As many of us know, or will soon find out, the search for the right guitar is an arduous, but many times, a fun thing to do. The choices are so endless these days as to make your head spin, and I have always taken a great deal of pride in helping my students to really find what is just right for them and for their particular needs.
For you, assuming you are the student who is in need of a guitar, you must face up to certain realities that will help you decide which is the right guitar for you. Even though most of us are first attracted to the sexiest guitars possible, our decision will really depend on more down to earth matters such as how the neck fits our hands, how the body of the guitar feels to hold, the weight of the instrument, and of course, the sound and the tone of the guitar! During these early days of guitar buying and playing, sometimes it’s hard for a beginner to grasp all of these aspects, and we basically just want to go with the guitar that looks the coolest, or even better still, is played by one or more of our guitar heroes!
This is all well and good, but sometimes you’ll need the kind of guidance only an experienced player or teacher can provide when it comes to steering you in the right direction. This can be true of the salesman in the store, too, who is usually an experienced player, too, but you must beware of the fact that their number one priority is to sell you a guitar, period! You’ll always be much better off having a trusted friend, teacher or player there with you to give you the proper support about the instrument, while at the same time someone who is educating you about what to look for in a guitar for you.

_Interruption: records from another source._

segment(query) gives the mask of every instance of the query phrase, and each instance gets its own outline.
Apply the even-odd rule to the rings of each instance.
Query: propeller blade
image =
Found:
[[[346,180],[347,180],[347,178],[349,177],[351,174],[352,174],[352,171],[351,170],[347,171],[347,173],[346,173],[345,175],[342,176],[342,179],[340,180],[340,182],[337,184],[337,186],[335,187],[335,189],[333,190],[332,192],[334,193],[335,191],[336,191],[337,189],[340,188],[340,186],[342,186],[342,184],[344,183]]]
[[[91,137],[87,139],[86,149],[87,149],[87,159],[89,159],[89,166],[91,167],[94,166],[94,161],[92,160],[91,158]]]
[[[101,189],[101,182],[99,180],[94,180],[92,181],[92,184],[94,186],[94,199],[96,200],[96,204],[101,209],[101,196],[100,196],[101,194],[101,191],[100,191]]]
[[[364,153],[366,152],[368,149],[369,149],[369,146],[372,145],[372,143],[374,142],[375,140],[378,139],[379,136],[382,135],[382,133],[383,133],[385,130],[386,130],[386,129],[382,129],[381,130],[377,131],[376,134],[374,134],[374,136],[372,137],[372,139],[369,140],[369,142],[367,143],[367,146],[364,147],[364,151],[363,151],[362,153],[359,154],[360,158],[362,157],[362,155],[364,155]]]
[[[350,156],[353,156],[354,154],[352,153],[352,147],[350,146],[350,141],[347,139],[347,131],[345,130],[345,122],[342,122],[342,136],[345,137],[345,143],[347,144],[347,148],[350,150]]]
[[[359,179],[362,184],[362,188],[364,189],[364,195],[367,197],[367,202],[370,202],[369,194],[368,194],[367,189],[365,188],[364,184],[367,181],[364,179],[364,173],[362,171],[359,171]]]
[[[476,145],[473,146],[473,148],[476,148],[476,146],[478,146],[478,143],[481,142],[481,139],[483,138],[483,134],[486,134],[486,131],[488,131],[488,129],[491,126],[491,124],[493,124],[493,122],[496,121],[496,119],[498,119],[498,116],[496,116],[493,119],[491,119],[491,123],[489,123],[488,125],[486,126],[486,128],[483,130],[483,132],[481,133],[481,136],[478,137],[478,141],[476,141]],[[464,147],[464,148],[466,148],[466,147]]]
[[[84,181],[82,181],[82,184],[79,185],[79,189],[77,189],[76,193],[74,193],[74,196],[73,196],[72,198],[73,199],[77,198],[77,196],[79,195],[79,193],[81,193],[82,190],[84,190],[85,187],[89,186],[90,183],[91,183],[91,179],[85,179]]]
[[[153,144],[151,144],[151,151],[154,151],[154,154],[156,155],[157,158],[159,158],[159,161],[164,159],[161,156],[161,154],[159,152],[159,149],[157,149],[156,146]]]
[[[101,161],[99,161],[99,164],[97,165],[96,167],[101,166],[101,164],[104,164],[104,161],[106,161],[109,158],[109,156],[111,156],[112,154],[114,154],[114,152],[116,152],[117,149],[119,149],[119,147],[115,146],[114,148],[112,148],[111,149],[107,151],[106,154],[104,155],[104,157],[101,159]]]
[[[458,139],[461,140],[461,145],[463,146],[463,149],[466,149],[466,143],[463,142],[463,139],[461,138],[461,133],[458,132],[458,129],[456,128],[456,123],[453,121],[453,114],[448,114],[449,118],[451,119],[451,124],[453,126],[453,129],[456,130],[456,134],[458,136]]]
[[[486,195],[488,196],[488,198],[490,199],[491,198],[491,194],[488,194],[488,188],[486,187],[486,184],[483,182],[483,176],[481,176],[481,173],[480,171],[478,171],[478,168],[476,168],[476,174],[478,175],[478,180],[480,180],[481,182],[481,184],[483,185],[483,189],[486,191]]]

I have always relished the opportunity to help someone find “just the right guitar” for themselves, so they could really feel at home with their instrument, and be able and comfortable to go on with their studies with me. I also love doing this for friends, and there’s a certain vicarious pleasure that one can derive from doing this for someone else, for sure!
I suppose the first thing to do is to at least “narrow down” your selection to a few guitars that really appeal to you, regardless of the reason, and then begin to look into what makes them tick, and why that particular model may be right for you. This is important, as I’ve talked to many people over the years who have committed themselves to very expensive instruments that they really regretted buying. I guess we can chalk that up many times to simply buying with our hearts and eyes, rather than with our ears and our heads! Either way, there is definitely a kind of learning experience that goes on here, and no matter what guitar you eventually choose, you’ll walk away from the experience knowing a heck of a lot more than when you started off. So good luck finding that guitar of your dreams, but never lose sight of the fact that it must be bought with your playing in mind, not just as “eye candy” that will look good hanging on your wall, or hanging off your shoulder! Good luck!